Winifred passed away this spring. But, as Anne reflects, in one way “you are alive as long as someone has a memory of you. And there are going to be memories of her for a long time.”
The memories people have of Mrs. Doris as a teacher and neighborhood figure speak volumes about an extraordinary woman, about the vitality of a school she came to at a pivotal time, and about the cumulative effect a life can have, particularly when it is full of days lived with purpose, a commitment to excellence, and kindness.
Mrs. Doris came to Harlem in 1968, moving with her husband and seven children from British Guyana when some of her children were starting college. A formidable student herself—she finished high school at 14—she already had years of teaching experience when she arrived at St. Charles. She had taught both in the city of Georgetown—at Sacred Heart School alongside U.S.-trained Sisters of Mercy—and on the west coast of Guyana, where her students included the children of laborers on sugar plantations.

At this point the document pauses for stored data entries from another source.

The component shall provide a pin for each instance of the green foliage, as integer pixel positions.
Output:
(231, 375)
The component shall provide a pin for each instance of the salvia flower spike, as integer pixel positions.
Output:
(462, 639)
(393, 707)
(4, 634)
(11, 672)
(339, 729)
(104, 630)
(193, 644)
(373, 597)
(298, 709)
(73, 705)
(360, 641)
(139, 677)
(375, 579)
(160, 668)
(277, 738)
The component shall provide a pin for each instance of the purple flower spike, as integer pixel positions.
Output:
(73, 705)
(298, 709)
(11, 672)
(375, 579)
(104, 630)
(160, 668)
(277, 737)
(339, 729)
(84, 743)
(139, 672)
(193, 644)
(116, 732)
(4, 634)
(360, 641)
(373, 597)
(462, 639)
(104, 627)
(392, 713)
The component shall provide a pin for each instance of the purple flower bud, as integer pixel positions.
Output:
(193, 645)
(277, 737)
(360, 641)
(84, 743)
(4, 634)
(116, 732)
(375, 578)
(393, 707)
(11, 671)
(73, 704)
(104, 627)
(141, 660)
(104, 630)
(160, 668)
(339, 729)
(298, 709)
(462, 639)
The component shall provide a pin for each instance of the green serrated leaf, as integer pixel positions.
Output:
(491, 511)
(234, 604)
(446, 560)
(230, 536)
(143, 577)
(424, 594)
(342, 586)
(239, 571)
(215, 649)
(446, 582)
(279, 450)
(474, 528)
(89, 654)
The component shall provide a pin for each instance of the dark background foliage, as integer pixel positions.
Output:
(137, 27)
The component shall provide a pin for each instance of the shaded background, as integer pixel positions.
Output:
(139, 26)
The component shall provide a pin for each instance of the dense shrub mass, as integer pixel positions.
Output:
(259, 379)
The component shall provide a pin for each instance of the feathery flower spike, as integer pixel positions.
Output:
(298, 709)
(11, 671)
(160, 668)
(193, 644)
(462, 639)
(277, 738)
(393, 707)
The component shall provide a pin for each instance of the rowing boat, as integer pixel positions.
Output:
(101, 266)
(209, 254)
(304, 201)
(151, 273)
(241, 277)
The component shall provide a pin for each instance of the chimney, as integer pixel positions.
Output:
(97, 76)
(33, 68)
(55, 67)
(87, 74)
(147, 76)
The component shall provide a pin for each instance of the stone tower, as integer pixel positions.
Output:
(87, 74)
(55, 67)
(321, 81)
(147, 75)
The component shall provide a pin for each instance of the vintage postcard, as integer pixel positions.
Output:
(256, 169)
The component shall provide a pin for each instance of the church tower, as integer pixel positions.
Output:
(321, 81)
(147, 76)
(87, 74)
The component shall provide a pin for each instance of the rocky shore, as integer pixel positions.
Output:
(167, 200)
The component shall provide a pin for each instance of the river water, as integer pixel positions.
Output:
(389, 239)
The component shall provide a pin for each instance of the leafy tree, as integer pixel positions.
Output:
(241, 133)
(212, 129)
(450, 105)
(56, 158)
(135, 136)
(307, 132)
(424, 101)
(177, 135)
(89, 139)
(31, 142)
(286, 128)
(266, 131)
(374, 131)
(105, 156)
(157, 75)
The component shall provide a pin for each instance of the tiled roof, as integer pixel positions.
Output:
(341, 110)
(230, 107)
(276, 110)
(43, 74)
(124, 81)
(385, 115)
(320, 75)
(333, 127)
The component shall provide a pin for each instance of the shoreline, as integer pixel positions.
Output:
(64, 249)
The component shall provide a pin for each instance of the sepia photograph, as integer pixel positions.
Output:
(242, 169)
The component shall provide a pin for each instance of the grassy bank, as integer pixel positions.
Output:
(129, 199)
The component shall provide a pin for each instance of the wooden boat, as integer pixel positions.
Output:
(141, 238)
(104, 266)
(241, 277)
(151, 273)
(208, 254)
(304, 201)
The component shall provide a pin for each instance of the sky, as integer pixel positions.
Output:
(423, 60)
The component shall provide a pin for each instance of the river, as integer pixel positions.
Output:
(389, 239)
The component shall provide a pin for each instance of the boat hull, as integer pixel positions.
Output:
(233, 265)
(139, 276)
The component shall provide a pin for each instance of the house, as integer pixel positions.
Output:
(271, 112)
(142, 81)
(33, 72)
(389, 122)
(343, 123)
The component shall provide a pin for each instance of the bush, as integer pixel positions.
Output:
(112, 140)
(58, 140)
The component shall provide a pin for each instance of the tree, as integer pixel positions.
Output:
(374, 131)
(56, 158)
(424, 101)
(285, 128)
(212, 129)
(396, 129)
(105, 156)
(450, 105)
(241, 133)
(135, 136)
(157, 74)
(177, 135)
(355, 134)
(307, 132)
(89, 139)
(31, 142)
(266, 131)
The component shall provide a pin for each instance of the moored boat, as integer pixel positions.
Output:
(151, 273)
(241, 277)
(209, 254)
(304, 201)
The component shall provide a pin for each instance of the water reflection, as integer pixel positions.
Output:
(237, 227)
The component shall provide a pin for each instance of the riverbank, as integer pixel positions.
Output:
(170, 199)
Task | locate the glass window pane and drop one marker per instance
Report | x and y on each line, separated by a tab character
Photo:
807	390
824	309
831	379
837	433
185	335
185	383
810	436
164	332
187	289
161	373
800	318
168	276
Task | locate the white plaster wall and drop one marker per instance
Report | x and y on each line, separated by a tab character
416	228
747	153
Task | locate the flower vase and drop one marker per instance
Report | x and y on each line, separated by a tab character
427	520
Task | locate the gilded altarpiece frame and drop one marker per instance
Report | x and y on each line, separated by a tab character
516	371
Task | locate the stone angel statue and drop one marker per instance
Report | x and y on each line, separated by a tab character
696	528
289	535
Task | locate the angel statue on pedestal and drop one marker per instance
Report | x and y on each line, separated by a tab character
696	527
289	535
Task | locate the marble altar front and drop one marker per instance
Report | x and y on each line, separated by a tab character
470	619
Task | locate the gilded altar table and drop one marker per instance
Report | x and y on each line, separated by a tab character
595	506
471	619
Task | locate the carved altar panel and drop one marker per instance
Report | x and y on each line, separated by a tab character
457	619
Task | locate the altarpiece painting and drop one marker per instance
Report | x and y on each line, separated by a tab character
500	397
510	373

“Being a great teacher and a great professional was important to her,” Anne explained. And when she retired, she came right back to St. Charles to volunteer for years. Even then, current St. Charles teacher Janis Selby says, she stood out for “having compassion for everyone—students, teachers, parents—and being as professional as if she were still getting paid.”

That caring is something Wilfred Robinson knows well. “I had a lot of behavioral issues growing up. My mother worked in a hotel in housekeeping, and I spent a lot of time by myself. Mrs. Doris was one of the first ones who pulled me aside, talked to my mother, and convinced my mother and me to go to counseling at the Kennedy Center, a community center in Harlem. And that really helped me.” By caring for each child; thoroughly preparing lessons and routines; and deploying what Wilfred calls a “ninja” style of calm, surgical precision at redirecting student behavior—she created an oasis in the classroom. “I never saw anybody want to misbehave in her room,” Wilfred explains.

Teaching was more than Mrs. Doris’s profession; “it was a big part of who she was,” Anne shares. Her house was always full of her children’s friends when they were teens, and she worked to make sure they had a good time—which conveniently allowed her always to know who her children’s friends were and what they were up to.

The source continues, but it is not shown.